Virginia Merida seemed to handle her money better. She repaid old debts, including $1,000 to a landlord who had evicted her years earlier. She told a friend she had set aside $1 million for retirement.
But she splurged enough to buy a Mercedes and a geodesic-dome house designed by an architect in Cold Spring, Ky., for $559,000. She kept the furnishings simple, neighbors said, but purchased several arcade-quality video games for her son, Jason. For a time, Merida's mother lived with her as well.
Then in January, a live-in boyfriend, Fred Hill, died of an overdose of an opiate-related drug, according to a police report. No charges were filed, and officials said it was not clear if the opiate was heroin or a prescription drug. But neighbors began to believe the house had become a haven for drug use or trafficking.

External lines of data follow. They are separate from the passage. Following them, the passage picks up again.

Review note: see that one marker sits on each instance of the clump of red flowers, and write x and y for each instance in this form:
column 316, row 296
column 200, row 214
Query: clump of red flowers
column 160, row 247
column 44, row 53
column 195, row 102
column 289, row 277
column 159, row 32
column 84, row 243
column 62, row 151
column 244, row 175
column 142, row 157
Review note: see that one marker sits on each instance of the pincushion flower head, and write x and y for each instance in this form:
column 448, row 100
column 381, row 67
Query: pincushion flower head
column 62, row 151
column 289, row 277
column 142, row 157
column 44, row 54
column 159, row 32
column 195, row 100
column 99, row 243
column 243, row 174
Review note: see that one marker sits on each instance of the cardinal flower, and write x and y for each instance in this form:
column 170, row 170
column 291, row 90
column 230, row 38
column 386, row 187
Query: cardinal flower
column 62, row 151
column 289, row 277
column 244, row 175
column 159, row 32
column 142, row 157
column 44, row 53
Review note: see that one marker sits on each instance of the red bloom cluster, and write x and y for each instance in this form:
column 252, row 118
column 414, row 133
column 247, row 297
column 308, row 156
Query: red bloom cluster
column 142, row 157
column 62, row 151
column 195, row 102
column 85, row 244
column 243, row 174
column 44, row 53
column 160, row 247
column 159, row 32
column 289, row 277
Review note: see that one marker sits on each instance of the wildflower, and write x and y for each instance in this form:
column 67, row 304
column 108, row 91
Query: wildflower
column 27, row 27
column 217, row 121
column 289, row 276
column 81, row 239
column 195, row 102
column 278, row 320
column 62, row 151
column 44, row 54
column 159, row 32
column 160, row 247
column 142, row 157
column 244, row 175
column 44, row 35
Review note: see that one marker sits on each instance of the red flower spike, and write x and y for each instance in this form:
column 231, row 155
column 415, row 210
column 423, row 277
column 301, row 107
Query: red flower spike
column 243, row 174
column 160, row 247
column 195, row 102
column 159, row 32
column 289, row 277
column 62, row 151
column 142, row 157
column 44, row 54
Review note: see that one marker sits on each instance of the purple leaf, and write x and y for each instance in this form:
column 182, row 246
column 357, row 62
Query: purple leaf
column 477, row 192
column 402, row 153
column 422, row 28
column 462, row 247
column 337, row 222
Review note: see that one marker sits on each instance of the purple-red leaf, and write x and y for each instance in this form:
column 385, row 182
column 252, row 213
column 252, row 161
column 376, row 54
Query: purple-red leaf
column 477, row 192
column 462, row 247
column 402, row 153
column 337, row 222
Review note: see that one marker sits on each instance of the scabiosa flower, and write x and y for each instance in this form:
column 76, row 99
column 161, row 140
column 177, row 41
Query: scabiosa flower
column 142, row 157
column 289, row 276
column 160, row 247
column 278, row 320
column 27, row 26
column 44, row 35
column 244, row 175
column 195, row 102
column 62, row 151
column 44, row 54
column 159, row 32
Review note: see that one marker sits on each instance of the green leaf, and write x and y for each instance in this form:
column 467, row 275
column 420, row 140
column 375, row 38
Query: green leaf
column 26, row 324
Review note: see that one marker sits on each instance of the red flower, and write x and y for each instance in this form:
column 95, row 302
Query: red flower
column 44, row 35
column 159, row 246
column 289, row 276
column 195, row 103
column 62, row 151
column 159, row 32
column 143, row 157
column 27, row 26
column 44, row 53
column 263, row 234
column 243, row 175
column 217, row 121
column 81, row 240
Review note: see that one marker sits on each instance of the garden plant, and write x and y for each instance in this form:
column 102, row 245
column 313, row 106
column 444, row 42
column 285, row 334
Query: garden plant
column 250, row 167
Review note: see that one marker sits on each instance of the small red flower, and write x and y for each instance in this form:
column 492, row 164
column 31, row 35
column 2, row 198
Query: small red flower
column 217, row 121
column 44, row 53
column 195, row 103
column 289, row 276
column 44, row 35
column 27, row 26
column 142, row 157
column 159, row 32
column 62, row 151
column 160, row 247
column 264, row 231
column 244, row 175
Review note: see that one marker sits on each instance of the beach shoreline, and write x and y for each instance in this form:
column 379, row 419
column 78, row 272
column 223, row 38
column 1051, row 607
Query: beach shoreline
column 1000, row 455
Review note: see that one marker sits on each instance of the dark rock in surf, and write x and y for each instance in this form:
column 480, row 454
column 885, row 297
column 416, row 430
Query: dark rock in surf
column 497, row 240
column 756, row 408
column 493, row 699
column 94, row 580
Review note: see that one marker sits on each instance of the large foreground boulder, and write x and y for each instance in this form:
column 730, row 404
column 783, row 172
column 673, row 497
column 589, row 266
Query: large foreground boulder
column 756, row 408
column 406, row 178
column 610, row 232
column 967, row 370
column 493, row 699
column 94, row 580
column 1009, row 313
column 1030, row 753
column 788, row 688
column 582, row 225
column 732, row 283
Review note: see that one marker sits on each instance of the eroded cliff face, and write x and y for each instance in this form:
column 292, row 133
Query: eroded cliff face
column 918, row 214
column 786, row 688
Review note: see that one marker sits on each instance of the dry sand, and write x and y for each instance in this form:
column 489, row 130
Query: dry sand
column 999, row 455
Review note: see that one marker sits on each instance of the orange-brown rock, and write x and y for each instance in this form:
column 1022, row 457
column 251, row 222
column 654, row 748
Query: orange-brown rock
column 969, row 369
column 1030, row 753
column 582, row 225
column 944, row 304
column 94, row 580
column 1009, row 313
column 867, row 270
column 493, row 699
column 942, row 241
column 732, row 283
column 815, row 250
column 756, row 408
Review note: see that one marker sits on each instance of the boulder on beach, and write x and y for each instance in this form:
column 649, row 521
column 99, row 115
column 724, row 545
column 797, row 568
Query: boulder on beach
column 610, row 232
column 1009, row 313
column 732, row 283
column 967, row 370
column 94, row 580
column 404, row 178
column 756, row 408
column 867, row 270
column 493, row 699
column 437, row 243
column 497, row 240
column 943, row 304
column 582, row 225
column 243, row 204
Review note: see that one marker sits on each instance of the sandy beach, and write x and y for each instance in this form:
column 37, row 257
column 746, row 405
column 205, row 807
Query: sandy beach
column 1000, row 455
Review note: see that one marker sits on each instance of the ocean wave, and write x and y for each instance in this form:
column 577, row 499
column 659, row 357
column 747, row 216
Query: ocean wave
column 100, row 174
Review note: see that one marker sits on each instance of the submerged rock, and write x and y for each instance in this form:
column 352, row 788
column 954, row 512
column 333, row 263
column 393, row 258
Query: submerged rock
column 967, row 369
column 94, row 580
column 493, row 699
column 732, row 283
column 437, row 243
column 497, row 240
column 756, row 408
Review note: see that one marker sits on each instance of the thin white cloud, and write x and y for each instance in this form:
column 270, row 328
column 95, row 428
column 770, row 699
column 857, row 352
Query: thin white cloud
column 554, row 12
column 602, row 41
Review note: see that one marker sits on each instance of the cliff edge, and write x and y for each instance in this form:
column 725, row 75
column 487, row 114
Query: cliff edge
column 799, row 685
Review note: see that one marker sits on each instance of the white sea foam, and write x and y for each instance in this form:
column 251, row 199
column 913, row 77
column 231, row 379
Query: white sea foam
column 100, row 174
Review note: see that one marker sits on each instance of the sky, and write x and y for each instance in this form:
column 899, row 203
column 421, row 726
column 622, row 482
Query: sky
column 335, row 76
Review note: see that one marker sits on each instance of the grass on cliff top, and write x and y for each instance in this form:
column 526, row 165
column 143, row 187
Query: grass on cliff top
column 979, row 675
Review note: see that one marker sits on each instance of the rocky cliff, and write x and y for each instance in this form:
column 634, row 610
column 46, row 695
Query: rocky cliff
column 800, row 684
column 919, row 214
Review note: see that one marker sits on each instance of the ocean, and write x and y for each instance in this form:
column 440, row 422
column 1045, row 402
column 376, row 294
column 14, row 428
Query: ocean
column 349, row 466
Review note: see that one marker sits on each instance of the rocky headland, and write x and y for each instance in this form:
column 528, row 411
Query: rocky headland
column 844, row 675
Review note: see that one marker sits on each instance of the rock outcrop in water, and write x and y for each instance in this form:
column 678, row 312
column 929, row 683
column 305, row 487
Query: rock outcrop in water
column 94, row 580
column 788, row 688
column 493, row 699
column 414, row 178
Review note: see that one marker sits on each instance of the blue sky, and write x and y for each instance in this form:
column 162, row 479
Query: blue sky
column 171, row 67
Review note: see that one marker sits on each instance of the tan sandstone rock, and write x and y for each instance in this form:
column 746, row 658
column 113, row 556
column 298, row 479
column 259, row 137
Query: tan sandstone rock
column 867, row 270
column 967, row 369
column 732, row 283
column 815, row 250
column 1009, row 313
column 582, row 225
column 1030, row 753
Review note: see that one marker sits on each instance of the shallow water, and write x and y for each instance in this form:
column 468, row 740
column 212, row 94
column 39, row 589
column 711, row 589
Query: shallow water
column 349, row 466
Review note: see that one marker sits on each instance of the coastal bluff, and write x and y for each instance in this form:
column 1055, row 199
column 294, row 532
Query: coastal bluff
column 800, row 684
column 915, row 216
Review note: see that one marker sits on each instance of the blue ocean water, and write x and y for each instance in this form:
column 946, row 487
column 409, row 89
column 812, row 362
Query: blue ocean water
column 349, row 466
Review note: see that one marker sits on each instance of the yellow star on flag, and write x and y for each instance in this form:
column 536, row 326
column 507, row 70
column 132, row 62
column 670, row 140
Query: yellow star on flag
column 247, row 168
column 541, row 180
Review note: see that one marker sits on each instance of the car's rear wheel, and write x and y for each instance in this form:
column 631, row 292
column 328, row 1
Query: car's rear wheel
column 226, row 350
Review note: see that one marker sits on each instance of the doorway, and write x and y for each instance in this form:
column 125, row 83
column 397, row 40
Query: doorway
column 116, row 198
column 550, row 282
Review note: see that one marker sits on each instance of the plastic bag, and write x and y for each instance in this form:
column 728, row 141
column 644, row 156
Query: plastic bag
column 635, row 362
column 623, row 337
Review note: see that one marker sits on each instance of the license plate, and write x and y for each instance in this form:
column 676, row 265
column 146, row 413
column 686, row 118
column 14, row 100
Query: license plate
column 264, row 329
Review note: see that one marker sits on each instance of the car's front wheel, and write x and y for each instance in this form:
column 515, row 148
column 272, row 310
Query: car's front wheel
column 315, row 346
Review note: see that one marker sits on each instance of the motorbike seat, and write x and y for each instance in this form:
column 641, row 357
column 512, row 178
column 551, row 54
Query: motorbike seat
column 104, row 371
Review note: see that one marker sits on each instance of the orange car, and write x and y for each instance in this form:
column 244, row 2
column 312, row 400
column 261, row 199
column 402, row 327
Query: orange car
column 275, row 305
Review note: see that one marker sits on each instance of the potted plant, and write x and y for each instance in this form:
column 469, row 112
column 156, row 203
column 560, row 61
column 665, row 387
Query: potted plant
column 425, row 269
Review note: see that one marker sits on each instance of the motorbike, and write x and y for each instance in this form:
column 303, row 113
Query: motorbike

In May, Merida filed a complaint in Campbell County Circuit Court against her brother David, saying he had been harassing her. In June 16, a circuit court judge ordered them to keep away from each other. It wasn't clear why she filed the complaint, and David Merida would not comment.
When Merida's son found her body on Nov. 23, she had been dead for several days, the county coroner's office said. There was no evidence of a break-in, or that she had been attacked, officials said. Toxicological studies on her remains won't be completed for several weeks.
It is unclear how much of Merida's estate remains, but it appears she saved some of it.
That may not have been the case with Metcalf, his daughter said. Six months after his death, his house in Corbin was sold for $657,000, about half of what Metcalf had paid for it.
In a brief obituary in The Kentucky Enquirer, Merida's family described her simply as "a homemaker."
On a black tombstone, Amanda Metcalf had this inscribed for her father, "Loving father and brother, finally at rest."